Auf diese Weise wollte ich mich in das Schreiben hineinzwingen. Aber ich kam mit meinen Aufzeichnungen nicht wirklich voran. Diesmal sollte es nicht an meiner Inkonsequenz scheitern, wie schon so oft in meinem Leben. Obwohl ich mir bereits einige Male vorgenommen hatte zu schreiben, hatte ich es nicht zuwege gebracht, auch nur eine angefangene Arbeit abzuschließen. Immer wieder brach ich das Schreiben ab und kümmerte mich um trivialere Angelegenheiten, ohne an die Konsequenzen zu denken. Auch ständige Selbstmotivation half nicht. Zweckloses Unterfangen. Lachhaft wirkten die mir selbst erteilten Imperative wie »Schreib!« oder »Reiß dich doch endlich am Riemen!«

Meine Inkonsequenz war immer Voraussetzung für ein sozusagen »glückliches Leben« gewesen. Ich hätte meine Einstellung von Grund auf ändern, ein neues Leben beginnen, meine alte Meinung revidieren, begangene Fehler eingestehen müssen, wenn ich den geradlinigen, also zielbewussten Weg eingeschlagen hätte. Und das, da war ich mir vollkommen sicher, konnte ich nicht, niemals, es war praktisch unmöglich, zu mühsam, zu anstrengend, einfach ein zu steiniger Weg für mich.

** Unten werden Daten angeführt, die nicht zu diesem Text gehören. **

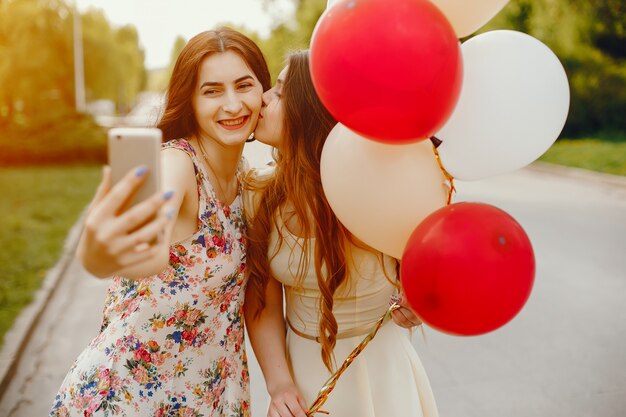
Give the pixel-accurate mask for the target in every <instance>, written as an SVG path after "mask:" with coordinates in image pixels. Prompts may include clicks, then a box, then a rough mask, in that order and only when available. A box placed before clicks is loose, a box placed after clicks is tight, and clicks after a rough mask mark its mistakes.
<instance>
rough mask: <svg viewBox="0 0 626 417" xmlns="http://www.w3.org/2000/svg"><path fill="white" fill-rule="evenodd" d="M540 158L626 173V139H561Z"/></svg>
mask: <svg viewBox="0 0 626 417" xmlns="http://www.w3.org/2000/svg"><path fill="white" fill-rule="evenodd" d="M539 159H540V160H541V161H545V162H550V163H553V164H559V165H566V166H572V167H577V168H584V169H589V170H592V171H598V172H604V173H608V174H615V175H626V141H605V140H601V139H561V140H559V141H558V142H556V143H555V144H554V145H552V147H551V148H550V149H548V151H547V152H546V153H545V154H544V155H543V156H542V157H541V158H539Z"/></svg>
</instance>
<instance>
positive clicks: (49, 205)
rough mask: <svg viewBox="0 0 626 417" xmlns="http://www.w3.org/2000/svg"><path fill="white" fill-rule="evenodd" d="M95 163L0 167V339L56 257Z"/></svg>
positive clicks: (92, 176) (91, 182) (15, 316)
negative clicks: (32, 166)
mask: <svg viewBox="0 0 626 417" xmlns="http://www.w3.org/2000/svg"><path fill="white" fill-rule="evenodd" d="M100 172H101V171H100V168H99V167H97V166H66V167H60V166H59V167H20V168H0V193H1V194H2V197H1V198H0V247H1V248H2V250H1V251H0V341H2V342H3V341H4V335H5V333H6V331H7V330H8V329H9V328H10V327H11V325H12V324H13V321H14V320H15V318H16V316H17V315H18V314H19V313H20V311H21V310H22V308H23V307H24V306H26V305H27V304H28V303H29V302H30V301H31V300H32V296H33V294H34V292H35V291H36V290H37V289H38V288H39V287H40V285H41V282H42V280H43V278H44V277H45V274H46V271H47V270H48V269H50V268H51V267H52V266H53V265H54V264H55V263H56V262H57V260H58V259H59V256H60V255H61V251H62V249H63V243H64V242H65V238H66V236H67V233H68V231H69V230H70V228H71V226H72V225H73V224H74V223H75V222H76V220H77V219H78V217H79V216H80V214H81V212H82V211H83V209H84V208H85V206H86V204H87V203H88V202H89V200H90V199H91V197H92V196H93V193H94V192H95V188H96V186H97V184H98V182H99V180H100Z"/></svg>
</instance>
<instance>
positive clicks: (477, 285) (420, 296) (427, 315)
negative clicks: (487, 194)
mask: <svg viewBox="0 0 626 417" xmlns="http://www.w3.org/2000/svg"><path fill="white" fill-rule="evenodd" d="M534 275H535V256H534V253H533V249H532V246H531V244H530V240H529V239H528V236H527V235H526V233H525V232H524V229H522V227H521V226H520V225H519V223H517V222H516V221H515V219H513V217H511V216H510V215H509V214H507V213H506V212H504V211H502V210H500V209H499V208H497V207H493V206H490V205H488V204H482V203H456V204H452V205H449V206H446V207H443V208H441V209H439V210H437V211H435V212H433V213H432V214H430V215H429V216H428V217H427V218H426V219H425V220H424V221H423V222H422V223H420V224H419V225H418V226H417V228H416V229H415V231H414V232H413V234H412V235H411V237H410V238H409V241H408V243H407V246H406V249H405V250H404V255H403V256H402V264H401V273H400V276H401V281H402V286H403V288H404V291H405V295H406V298H407V301H408V302H409V304H410V305H411V307H412V308H413V309H414V310H415V312H416V314H417V315H418V316H419V317H420V318H421V319H422V320H423V321H424V323H426V324H428V325H430V326H432V327H434V328H436V329H439V330H441V331H443V332H446V333H451V334H456V335H465V336H469V335H478V334H483V333H487V332H490V331H492V330H495V329H497V328H499V327H501V326H503V325H504V324H506V323H507V322H508V321H509V320H511V319H512V318H513V317H514V316H515V315H516V314H517V313H518V312H519V311H520V310H521V309H522V307H523V306H524V304H525V303H526V300H528V297H529V296H530V291H531V289H532V286H533V281H534Z"/></svg>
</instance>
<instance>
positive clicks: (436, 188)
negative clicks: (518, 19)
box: [310, 0, 569, 335]
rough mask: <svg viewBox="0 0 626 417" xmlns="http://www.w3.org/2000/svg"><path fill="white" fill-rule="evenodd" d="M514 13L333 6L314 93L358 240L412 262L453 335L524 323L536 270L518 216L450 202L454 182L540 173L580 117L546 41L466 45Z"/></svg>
mask: <svg viewBox="0 0 626 417" xmlns="http://www.w3.org/2000/svg"><path fill="white" fill-rule="evenodd" d="M507 2H508V0H466V1H459V0H337V1H335V0H330V1H329V4H328V7H327V9H326V11H325V12H324V14H323V15H322V17H321V18H320V20H319V21H318V23H317V25H316V27H315V30H314V32H313V36H312V38H311V51H310V54H311V76H312V78H313V83H314V85H315V88H316V91H317V92H318V94H319V96H320V98H321V100H322V102H323V103H324V105H325V106H326V107H327V109H328V110H329V111H330V112H331V114H333V116H334V117H335V118H336V119H337V120H338V121H339V124H338V125H337V126H336V127H335V128H334V129H333V130H332V131H331V133H330V135H329V137H328V139H327V141H326V144H325V146H324V150H323V152H322V161H321V174H322V184H323V187H324V192H325V194H326V197H327V199H328V201H329V203H330V205H331V206H332V208H333V210H334V212H335V214H336V215H337V217H338V218H339V219H340V220H341V222H342V223H343V224H344V225H345V226H346V228H348V230H350V232H352V233H353V234H354V235H355V236H356V237H357V238H359V239H361V240H362V241H363V242H365V243H366V244H368V245H370V246H372V247H373V248H375V249H378V250H380V251H381V252H384V253H387V254H389V255H392V256H394V257H396V258H398V259H401V280H402V285H403V287H404V290H405V294H406V297H407V299H408V301H409V303H410V304H411V306H412V307H413V308H414V310H415V311H416V313H417V314H418V315H419V316H420V317H421V318H422V320H423V321H424V322H425V323H427V324H429V325H431V326H432V327H435V328H437V329H439V330H441V331H444V332H447V333H451V334H459V335H476V334H482V333H486V332H489V331H492V330H495V329H497V328H499V327H501V326H502V325H504V324H505V323H507V322H508V321H509V320H511V319H512V318H513V317H514V316H515V315H516V314H517V313H518V312H519V311H520V310H521V308H522V307H523V305H524V304H525V302H526V300H527V299H528V297H529V295H530V291H531V289H532V284H533V280H534V271H535V263H534V254H533V250H532V246H531V244H530V241H529V240H528V237H527V236H526V234H525V232H524V230H523V229H522V227H521V226H520V225H519V224H518V223H517V222H516V221H515V219H513V218H512V217H511V216H510V215H508V214H507V213H505V212H503V211H502V210H500V209H498V208H496V207H493V206H490V205H488V204H483V203H456V204H449V205H446V196H447V195H448V194H449V193H450V190H449V189H448V188H447V182H446V179H448V180H449V179H452V178H458V179H462V180H476V179H481V178H486V177H489V176H492V175H497V174H501V173H504V172H509V171H513V170H516V169H519V168H521V167H523V166H526V165H528V164H530V163H531V162H533V161H534V160H536V159H537V158H538V157H539V156H541V154H542V153H544V152H545V151H546V150H547V149H548V148H549V147H550V146H551V145H552V143H554V141H555V140H556V139H557V137H558V135H559V133H560V132H561V130H562V128H563V126H564V124H565V120H566V118H567V113H568V109H569V87H568V82H567V76H566V74H565V71H564V69H563V67H562V65H561V63H560V62H559V60H558V58H557V57H556V55H555V54H554V53H553V52H552V51H551V50H550V49H549V48H548V47H547V46H545V45H544V44H543V43H541V42H540V41H538V40H537V39H535V38H533V37H531V36H529V35H527V34H525V33H521V32H515V31H509V30H498V31H492V32H486V33H483V34H479V35H477V36H474V37H472V38H471V39H470V40H468V41H466V42H464V43H463V44H461V43H460V42H459V40H458V38H461V37H465V36H467V35H470V34H472V33H473V32H475V31H476V30H477V29H479V28H480V27H481V26H483V25H484V24H485V23H486V22H487V21H488V20H489V19H491V18H492V17H493V16H494V15H495V14H496V13H497V12H498V11H500V10H501V9H502V7H504V5H505V4H506V3H507ZM429 138H430V139H431V140H433V141H434V142H436V143H438V144H439V146H438V148H437V149H436V151H435V152H433V146H432V145H431V141H429V140H426V139H429Z"/></svg>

Das redete ich mir zumindest ein, das passte in mein Weltbild. Fragen und keine oder nur ganz simple Antworten. Hauptsache, ich war zufrieden. Ich hörte auf meine innere Stimme. Und die sagte in den meisten Fällen: »Lass es sein! Bemühe dich nicht weiter!« Ich gehorchte. Da war er dann ganz plötzlich, der absolute Gehorsam.

*

Erst nach langen Überlegungen hatte ich mich entschlossen, nach Island zu fahren. War es eine Flucht? Vor wem? Erst in der Einsamkeit verstand ich die Zusammenhänge: Ich musste in diese abgeschiedene Holzhütte kommen, um mein Innerstes nach außen zu kehren und um mein wahres Ich kennenzulernen, es anzusehen und zu begreifen. Ich wollte den Dingen auf den Grund gehen, und ich wollte endlich der Wahrheit ins Auge blicken. Endlich allein sein, mit mir ins Reine kommen, schreiben und den Mann auf dem vergilbten Foto, das ich in einem Buch meiner Ziehmutter gefunden hatte, ausfindig machen. Das Bild zeigte einen Mann mit Vollbart und Nickelbrille. Er hatte ein Buch in der Hand und blickte ungehalten in die Kamera. Auf der Rückseite war zu lesen: Einar Sveinsson bei einer Lesung in Reykjavik, November 1940.